Hier is het probleem dus niet een kerkelijke sfeer, zoals die voor het concilie, maar een persoonlijke
sfeer, een persoonlijke houding. Hoe is dat bij ons? Hoe zit het met ons vertrouwen in Gods
vertrouwen? Hoe zit het met ons gelovige zelfvertrouwen? Zo moet je dat denk ik noemen, gelovig
zelfvertrouwen. Hoe zit het daarmee? Als het Concilie spreekt over uw talenten, en die plechtig
charisma’s doopt, en nader beschrijft als gaven van de heilige Geest, gelooft u dat zelf dan?
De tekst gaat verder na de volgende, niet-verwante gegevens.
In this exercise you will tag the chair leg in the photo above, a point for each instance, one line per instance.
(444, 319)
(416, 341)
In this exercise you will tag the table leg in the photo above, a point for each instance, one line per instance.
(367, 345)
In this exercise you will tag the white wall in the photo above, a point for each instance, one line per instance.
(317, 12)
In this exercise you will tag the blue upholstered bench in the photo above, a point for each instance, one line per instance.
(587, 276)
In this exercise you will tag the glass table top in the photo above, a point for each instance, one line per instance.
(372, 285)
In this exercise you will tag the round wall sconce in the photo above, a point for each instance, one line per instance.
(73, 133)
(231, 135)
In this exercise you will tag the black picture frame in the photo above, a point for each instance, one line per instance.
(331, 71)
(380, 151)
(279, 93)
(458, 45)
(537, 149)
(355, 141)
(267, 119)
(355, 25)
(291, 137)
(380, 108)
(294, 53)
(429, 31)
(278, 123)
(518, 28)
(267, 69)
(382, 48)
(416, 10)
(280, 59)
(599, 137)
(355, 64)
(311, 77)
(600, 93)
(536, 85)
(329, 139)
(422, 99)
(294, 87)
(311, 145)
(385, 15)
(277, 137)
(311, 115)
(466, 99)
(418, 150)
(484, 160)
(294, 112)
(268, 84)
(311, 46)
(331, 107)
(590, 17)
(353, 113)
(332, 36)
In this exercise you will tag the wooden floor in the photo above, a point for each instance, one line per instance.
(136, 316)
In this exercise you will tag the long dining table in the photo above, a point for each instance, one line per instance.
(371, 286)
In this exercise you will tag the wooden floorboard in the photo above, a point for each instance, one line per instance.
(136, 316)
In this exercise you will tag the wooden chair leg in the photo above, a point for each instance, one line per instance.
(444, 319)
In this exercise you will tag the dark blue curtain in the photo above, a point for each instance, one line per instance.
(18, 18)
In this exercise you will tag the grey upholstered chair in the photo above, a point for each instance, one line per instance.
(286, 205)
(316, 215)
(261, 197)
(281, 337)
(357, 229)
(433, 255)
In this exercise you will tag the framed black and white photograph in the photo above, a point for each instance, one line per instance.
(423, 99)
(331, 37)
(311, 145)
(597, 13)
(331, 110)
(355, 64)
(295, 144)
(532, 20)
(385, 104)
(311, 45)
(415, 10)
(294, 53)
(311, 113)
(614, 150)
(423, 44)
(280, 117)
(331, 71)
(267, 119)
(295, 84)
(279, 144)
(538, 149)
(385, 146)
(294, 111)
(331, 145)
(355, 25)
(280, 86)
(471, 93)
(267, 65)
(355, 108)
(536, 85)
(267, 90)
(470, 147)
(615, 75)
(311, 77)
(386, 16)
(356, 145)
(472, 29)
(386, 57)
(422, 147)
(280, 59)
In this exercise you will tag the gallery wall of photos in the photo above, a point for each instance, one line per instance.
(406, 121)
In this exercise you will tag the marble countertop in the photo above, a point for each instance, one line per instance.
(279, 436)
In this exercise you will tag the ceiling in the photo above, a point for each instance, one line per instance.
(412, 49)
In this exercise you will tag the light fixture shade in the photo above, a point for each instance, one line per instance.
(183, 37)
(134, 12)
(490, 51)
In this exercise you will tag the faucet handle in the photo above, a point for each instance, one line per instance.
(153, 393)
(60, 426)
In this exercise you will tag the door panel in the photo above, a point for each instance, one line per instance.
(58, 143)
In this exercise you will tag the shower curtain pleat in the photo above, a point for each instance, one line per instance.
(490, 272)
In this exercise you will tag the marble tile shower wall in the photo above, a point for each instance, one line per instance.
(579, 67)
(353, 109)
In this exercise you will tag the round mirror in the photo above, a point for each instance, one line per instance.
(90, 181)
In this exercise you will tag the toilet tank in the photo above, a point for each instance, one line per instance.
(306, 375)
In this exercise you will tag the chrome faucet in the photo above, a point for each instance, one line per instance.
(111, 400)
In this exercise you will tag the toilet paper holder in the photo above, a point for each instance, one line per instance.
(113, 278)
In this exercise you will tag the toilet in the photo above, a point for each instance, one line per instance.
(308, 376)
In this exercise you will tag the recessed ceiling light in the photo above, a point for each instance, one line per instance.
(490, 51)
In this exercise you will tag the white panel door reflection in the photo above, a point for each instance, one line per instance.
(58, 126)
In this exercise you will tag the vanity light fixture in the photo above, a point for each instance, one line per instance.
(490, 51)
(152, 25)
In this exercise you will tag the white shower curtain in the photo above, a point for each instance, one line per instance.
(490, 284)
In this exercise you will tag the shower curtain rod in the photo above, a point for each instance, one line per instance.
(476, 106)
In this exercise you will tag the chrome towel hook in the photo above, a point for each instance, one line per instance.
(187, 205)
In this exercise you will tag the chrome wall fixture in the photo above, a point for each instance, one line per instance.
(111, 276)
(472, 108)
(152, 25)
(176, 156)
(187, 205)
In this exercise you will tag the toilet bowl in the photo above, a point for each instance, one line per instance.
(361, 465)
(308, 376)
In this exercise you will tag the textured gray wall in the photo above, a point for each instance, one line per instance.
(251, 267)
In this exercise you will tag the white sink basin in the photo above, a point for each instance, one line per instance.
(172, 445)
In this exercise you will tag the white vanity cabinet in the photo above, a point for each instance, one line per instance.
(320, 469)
En als het
verhaal spreekt over talenten – of dat er nu vijf, drie, of één zijn – gelooft u dat dan? Als de meester
van het verhaal u talenten toevertrouwt, samen met de Geest van God, heeft u dan het
zelfvertrouwen om die talenten waar te maken?
Laten we een moment stil zijn en zien welke talenten en charisma’s God ons heeft toe vertrouwd.
Laten we een moment Gods vertrouwende blik op ons rusten. Laten we horen hoe God tegen ons
zegt, ‘you’ll do fine, I’m sure’.
1
Minstens in theorie. In de praktijk valt er nog veel te winnen. De kerkelijke ambtsdragers zouden uw
charisma’s veel serieuzer kunnen nemen. Ze zouden u veel meer kunnen vertrouwen. Dat geldt zowel voor ons,
als paters, als voor de curie in Rome.